The pandemic infuriated them

In the chapter on the Covid pandemic, Merkel becomes emotional. There are sentences there that are unusual for the ex-Chancellor: “Inside I was desperate,” “Inside I was seething.”

Merkel’s narrative: She herself took the warnings of virologists seriously and acted responsibly, while some prime ministers of the German federal states were always looking for a fly in the ointment and were keen to weaken tough lockdown measures. The solution from Merkel’s point of view: the so-called federal emergency brake to standardize the measures in Germany.

It is hardly surprising that Merkel advocates toughness in epidemic policy. But your warm words about the German Corona app are astonishing. This app was almost useless in practice, primarily because of the major data protection concerns surrounding contact tracing, but it cost the state more than 200 million euros.

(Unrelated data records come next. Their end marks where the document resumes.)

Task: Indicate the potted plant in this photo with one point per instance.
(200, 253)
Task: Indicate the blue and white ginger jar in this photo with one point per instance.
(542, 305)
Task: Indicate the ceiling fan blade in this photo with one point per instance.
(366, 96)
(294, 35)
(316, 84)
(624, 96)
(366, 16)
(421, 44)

Dark words about Donald Trump

Merkel hardly admits any mistakes in her book. One of the few exceptions is a passage in which she refers to her guest article in the Washington Post. In 2003, as head of the Christian Democrats, she criticized then-Chancellor Schröder for his skeptical stance on the second Iraq war. She writes that it was not right “as a German politician (. . .) to attack my own head of government head-on abroad.”

Good relations with the USA, but especially with China, were very important to Merkel for economic reasons. About her relationship with China’s Prime Minister Xi Jinping, she writes that her “Marxist-Leninist knowledge” enabled her to ask him precise questions about the Chinese Communist Party. When it comes to human rights, people are far apart – Merkel explains her China-friendly course as an “example of realpolitik”.

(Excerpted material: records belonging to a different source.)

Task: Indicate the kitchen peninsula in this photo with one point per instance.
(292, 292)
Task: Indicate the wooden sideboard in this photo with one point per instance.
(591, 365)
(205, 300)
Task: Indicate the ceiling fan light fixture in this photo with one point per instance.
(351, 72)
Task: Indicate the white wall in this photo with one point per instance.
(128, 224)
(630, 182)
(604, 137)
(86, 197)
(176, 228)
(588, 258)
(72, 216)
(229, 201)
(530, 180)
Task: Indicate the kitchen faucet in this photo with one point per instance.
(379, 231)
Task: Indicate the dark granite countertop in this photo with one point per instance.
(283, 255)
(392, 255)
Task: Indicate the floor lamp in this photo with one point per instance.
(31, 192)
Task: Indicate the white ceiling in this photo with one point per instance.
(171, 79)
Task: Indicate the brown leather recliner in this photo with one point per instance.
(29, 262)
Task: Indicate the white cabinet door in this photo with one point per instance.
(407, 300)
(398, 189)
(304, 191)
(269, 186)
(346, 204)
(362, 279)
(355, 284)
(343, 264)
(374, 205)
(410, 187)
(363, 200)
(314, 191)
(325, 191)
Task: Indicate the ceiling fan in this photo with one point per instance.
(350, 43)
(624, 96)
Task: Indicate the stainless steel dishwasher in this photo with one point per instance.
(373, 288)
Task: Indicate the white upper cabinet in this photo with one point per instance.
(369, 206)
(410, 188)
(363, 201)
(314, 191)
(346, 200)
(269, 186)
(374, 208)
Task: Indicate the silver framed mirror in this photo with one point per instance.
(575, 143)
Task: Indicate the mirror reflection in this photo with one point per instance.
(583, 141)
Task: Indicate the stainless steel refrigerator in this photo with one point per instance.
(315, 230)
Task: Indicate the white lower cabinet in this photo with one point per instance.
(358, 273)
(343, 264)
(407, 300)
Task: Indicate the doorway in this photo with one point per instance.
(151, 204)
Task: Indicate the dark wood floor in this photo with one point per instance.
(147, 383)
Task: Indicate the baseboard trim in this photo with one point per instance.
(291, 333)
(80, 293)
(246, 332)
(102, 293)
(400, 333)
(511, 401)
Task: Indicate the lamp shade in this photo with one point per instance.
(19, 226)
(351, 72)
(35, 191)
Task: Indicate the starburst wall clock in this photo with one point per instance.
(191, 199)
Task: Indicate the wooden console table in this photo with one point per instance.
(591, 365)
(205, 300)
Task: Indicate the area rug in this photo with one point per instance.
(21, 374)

Merkel’s judgment of the former and future US President Donald Trump is harsher. She describes him as a selfish utility maximizer. This mentality comes from his time as a real estate entrepreneur. Their conclusion: “Working together for a networked world” is actually impossible with Trump.

Regarding NATO’s unfortunate Afghanistan mission with German participation, Merkel writes with maximum sobriety that the goals were set too high. Merkel also remains vague on another point in her foreign policy balance sheet. In 2008, she said in the Israeli parliament that Israel’s security was part of Germany’s raison d’etre. To this day, no one can say exactly what this means. Merkel goes into the “reason of state” for a good five pages, but sheds little light on the matter.

Migration: the special route as optimal?

When it comes to her asylum policy, Merkel always brings up the night of September 4th to 5th, 2015, when she decided to allow asylum migrants from the Arab region who were staying in Hungary to enter Germany. “From today’s perspective, it is difficult to understand why the decision was so controversial at the time,” she writes. The ex-Chancellor fails to recognize that this decision triggered a domino effect, as around 2.5 million asylum seekers came to Germany in the following months and years.

A few months after Merkel’s decision, numerous North Africans and Arabs harassed hundreds of young women in Cologne on New Year’s Eve 2015. More than 500 sexual offenses were reported. After that, the mood among the German population gradually began to change. The so-called welcoming culture gave way to skepticism. Merkel describes New Year’s Eve in a short paragraph. The first woman in the Chancellery finds no words of empathy for the many young women who were harassed, abused and, in some cases, traumatized that night.

In her book, Merkel also accurately describes several Islamist terrorist attacks that occurred in Germany in 2016 and were obviously linked to the open borders policy. Why she still considers her migration policy to be correct to this day remains largely unclear. The book states succinctly that the values ​​of democracy are stronger than terrorism. For a politician who made her career in a bourgeois party, her stance on the issue of migration is unusual.

This fits in with an interview with the magazine “Der Spiegel”, in which Merkel was recently asked whether, in her view, integration was, not least, an obligation on the part of the host country. Merkel affirmed this and called for a “willingness to change,” which is crucial for integration.